‘Wild Tales’ Review: Oscar-Nominated Anthology Spins Darkly Hilarious Vignettes

Writer-director Damián Szifrón displays the storytelling skills of the great short-form yarn-spinners in this wickedly funny anthology film

The great short-story writers know how to grab their readers from the get-go; with a few sentences, the author must establish the characters, the conflicts and their world so that the audience is immediately committed to the action, not to mention curious about how it will all unfold.

It’s a skill less appreciated that it once was, when mainstream magazines ran novellas in each issue as a matter of course, but a great short story still has the power to suck you in, immerse you in its milieu, and cap off its tale in a way that’s surprising, provocative and sometimes even shocking.
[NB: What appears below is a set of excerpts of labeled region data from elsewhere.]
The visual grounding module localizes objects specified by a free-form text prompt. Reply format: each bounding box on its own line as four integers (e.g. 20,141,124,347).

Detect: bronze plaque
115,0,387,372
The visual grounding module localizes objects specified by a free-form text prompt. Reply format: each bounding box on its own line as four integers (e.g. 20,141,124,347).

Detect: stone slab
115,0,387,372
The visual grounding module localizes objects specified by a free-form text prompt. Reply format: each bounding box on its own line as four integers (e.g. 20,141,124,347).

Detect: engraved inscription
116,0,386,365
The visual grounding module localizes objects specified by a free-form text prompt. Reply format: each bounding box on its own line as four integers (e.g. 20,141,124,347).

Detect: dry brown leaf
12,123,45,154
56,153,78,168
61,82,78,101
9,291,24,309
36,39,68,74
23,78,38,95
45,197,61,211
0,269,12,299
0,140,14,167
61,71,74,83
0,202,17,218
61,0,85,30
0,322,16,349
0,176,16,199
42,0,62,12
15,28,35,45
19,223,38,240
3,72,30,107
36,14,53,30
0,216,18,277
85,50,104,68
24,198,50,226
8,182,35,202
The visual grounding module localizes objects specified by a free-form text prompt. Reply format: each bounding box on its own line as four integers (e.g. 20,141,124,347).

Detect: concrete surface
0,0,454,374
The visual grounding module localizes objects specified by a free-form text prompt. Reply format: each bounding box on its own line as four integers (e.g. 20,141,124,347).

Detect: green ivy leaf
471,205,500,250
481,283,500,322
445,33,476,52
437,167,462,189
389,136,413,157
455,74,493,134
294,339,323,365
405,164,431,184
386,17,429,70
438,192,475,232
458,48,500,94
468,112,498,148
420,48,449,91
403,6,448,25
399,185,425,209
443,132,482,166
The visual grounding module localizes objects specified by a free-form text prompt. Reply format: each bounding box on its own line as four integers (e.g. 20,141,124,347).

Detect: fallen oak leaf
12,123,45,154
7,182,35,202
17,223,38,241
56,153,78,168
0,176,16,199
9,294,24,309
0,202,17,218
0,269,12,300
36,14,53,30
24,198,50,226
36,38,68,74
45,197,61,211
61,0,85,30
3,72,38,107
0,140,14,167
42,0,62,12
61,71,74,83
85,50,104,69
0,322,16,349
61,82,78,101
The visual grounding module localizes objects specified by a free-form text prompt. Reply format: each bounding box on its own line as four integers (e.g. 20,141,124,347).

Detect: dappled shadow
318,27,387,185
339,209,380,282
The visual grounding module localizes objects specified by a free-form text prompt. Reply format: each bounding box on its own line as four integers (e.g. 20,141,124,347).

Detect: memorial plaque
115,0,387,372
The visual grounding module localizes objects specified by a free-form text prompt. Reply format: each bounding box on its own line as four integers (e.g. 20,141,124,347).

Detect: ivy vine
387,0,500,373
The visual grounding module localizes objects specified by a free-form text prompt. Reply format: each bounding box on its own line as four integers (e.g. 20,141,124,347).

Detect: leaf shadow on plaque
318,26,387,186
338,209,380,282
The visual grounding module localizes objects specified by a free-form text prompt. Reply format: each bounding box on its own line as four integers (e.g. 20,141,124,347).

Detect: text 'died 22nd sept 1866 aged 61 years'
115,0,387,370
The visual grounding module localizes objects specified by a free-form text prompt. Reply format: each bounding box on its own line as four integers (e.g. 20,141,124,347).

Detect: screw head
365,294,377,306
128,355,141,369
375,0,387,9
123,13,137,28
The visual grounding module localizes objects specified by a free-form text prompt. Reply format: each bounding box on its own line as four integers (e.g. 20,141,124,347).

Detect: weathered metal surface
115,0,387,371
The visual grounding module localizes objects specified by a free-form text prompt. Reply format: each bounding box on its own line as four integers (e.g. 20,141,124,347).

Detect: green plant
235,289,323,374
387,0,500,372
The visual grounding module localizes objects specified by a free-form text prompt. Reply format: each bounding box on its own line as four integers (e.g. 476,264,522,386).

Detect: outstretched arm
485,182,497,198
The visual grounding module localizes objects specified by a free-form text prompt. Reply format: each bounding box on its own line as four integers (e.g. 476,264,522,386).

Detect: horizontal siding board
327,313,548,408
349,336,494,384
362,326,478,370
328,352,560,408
For an example of this style of writing at its finest, look no further than Best Foreign Film Oscar nominee “Wild Tales,” in which writer-director Damián Szifrón spins a series of superior yarns, all of them unpredictable yet at the same time recognizably human. Any anthology film runs the risk of being judged by its weakest link, but there’s not a single dud in the bunch.

Argentine Szifrón shares the pitch-black Iberian sense of humor for which Pedro Almodóvar (one of this film’s producers) has become famous, and audiences who don’t mind a little morbidity mixed into their mirth will be dazzled by these deliciously dark tales.

wildtales2Rage and revenge link these stories, although it’s not always immediately apparent how or why: a group of strangers on an airplane discover an eerie series of coincidences; a waitress contemplates extreme retaliation against a customer; two angry men turn road rage into an escalating power struggle; one man’s fury against a bureaucratic system both shatters and rebuilds his life; a wealthy man conspires to keep his spoiled son out of jail after an accident; an elaborate wedding reception goes gloriously off the rails.

The characters, locations, and situations keep changing, but under Szifrón’s firm hand, each episode neatly dovetails into the next one, and the tone never changes gears too jarringly. Some chapters include underdogs facing off against those who would otherwise overpower them, but not every time, and certainly not always in the victim’s favor. This is a movie that acknowledges the cruelty and the absurdity of the universe, and as such, it keeps us from ever knowing just who is going to come out on top.

Cinematographer Javier Julia brings a different look to each location — from a dusty, sun-baked highway to a neon-lit diner to a fluorescent DMV hellhole to a pricey hotel ballroom – which both accentuates the atmosphere of each piece and allows us to keep each story separate and discrete. Talented composer Gustavo Santaolalla (“Brokeback Mountain,” “The Motorcycle Diaries”) weaves together a score that feels right for each separate part while also making each passage feel like part of a whole.

Szifrón’s previous work in film and television has been little seen in the United States, but “Wild Tales” represents the work of an exceedingly skillful storyteller. Whatever he plans to do next, admiring audiences around the globe are already impatiently awaiting.